Fig. 4 |. The phenotypic composition of transferred T cells affects the outcome of adoptive T cell therapy.

The quality of infused T cells with antitumour potential is a major factor contributing to their in vivo persistence and functionality upon transfer to patients with cancer^,,,,. Antitumour T cells can be expanded from tumour-infiltrating lymphocytes (TILs) or peripheral blood mononuclear cells (PBMCs), and they can be further manipulated through the introduction of natural T cell receptors (TCRs) or chimeric antigen receptors (CARs) to redirect their specificity towards tumour antigens (left). Ex vivo activation of such T cells results in expansion of T cells with a diverse spectrum of phenotypes (middle), which can affect the dynamics and functionality of T cells once they are transferred into patients with cancer (right).
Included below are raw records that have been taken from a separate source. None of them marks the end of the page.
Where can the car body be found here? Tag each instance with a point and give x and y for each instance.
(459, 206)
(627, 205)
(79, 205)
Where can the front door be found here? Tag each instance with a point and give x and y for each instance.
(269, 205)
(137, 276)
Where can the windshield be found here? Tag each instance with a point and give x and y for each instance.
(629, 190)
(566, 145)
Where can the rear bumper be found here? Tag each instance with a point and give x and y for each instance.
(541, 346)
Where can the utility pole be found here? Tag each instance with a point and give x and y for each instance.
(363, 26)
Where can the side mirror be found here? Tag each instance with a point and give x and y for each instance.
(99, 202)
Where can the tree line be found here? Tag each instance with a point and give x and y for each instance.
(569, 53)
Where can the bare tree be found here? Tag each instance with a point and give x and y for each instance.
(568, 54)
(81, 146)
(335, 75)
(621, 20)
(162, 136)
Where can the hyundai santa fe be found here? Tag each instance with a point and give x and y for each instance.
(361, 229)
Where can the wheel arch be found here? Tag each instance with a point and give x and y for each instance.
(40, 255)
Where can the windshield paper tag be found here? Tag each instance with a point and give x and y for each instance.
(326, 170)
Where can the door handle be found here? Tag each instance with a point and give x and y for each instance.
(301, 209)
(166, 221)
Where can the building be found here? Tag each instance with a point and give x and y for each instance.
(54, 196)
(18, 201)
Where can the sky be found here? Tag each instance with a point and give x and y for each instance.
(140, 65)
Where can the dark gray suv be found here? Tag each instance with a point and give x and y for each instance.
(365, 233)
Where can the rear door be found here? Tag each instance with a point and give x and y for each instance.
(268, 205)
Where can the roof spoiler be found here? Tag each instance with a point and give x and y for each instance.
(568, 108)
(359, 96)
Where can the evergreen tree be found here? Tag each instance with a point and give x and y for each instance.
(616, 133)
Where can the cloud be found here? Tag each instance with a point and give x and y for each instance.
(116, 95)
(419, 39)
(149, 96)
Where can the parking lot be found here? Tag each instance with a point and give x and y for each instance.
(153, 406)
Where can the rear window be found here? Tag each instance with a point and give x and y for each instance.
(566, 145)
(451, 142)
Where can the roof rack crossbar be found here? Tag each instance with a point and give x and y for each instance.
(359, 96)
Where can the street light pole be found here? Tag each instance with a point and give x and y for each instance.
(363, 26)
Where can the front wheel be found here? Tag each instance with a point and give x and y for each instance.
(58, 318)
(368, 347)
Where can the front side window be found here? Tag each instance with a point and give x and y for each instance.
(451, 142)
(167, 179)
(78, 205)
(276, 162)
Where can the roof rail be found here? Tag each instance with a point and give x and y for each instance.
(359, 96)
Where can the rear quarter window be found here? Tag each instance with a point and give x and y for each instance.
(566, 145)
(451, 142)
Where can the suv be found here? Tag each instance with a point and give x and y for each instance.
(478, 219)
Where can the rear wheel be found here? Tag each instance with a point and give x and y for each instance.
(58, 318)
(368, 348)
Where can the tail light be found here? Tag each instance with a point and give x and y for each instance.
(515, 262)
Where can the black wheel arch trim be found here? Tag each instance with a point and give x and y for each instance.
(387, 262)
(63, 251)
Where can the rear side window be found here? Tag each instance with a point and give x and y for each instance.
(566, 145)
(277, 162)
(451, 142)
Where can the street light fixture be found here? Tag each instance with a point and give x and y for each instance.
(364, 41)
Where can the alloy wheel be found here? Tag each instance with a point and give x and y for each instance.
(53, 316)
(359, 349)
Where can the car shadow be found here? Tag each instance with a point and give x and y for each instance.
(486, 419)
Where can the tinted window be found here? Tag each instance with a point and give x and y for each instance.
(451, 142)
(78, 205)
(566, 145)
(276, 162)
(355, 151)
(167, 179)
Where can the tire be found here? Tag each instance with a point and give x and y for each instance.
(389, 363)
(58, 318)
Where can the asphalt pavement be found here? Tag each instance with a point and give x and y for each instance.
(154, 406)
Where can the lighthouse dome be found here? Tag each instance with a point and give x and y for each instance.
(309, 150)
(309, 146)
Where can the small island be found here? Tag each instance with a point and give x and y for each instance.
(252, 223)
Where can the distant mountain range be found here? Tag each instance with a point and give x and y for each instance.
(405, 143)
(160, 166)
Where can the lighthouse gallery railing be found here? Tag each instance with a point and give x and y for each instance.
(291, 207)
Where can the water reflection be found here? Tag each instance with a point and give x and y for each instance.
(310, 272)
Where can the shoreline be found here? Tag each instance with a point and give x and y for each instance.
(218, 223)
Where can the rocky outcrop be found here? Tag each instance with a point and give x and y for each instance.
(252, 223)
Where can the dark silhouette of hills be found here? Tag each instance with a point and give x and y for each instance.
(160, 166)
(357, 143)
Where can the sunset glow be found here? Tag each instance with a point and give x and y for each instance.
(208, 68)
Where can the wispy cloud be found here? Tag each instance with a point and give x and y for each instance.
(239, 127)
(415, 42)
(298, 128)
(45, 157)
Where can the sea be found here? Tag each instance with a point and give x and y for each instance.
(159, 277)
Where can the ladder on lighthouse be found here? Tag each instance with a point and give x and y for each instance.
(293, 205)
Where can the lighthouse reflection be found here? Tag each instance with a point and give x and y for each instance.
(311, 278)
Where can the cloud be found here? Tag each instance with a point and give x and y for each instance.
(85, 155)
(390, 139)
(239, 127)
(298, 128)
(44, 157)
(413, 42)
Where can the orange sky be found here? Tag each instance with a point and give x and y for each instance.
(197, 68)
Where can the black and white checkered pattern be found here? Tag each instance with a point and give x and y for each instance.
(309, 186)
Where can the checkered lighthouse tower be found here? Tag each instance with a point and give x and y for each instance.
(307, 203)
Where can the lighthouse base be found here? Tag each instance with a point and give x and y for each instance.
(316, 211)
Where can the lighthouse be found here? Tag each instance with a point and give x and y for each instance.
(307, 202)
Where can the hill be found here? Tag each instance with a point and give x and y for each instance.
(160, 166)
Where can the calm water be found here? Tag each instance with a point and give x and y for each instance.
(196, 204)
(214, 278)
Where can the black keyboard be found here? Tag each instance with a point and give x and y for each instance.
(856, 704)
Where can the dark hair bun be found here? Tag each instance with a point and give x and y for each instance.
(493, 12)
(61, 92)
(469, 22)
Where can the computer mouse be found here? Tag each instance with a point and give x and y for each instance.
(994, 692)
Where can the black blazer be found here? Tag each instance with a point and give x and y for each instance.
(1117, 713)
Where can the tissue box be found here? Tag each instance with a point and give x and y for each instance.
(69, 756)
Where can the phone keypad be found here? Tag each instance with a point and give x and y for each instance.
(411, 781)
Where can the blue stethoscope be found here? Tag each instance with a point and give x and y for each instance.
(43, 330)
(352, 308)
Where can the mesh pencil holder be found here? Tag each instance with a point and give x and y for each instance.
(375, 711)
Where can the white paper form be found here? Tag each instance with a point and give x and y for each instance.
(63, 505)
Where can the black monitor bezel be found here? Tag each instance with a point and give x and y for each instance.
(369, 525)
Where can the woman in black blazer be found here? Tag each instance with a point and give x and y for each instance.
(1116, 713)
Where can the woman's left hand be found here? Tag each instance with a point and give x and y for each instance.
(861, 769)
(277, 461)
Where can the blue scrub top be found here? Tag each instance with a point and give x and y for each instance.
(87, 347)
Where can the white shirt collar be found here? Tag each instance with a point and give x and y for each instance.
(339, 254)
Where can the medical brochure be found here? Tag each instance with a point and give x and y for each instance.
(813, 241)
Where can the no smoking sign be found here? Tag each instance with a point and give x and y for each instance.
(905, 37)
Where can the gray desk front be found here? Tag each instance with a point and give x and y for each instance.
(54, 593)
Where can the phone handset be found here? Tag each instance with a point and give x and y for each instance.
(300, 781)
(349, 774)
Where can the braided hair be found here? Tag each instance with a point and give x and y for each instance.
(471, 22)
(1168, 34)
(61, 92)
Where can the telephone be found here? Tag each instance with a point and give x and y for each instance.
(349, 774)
Infusion products enriched in exhausted T (T_Ex) cell phenotypes with low regenerative potential (terminally exhausted T (T_TE) cells and tissue-resident T (T_RM) cell-like T_Ex cells, top right) can provide only short-term antitumour function and rapidly decline in vivo, thus providing a limited control of cancer cells. Indeed, infused T_Ex cell clones have been shown to contract early following infusion (2–4 weeks) in patients treated with adoptive T cell therapy (ACT) approaches, and the resulting low persistence of the antitumour T cells has been associated with disease progression or recurrence. Conversely, T cell products enriched with memory T (T_Mem) cells have been associated with high levels of persistence of transferred antitumour T cells and, in turn, with response to ACT (bottom right). The better fitness of infused T cells derives from the presence of cells with regenerative potential (T_Mem cells) or, to a limited extent, of progenitor exhausted T (T_PE) cells, which can expand in vivo, persist long term and differentiate to generate a large number of effectors that provides successful tumour control (dashed arrow). Therefore, ACT can benefit from approaches that favour the ex vivo generation and expansion of non-exhausted antitumour T cells.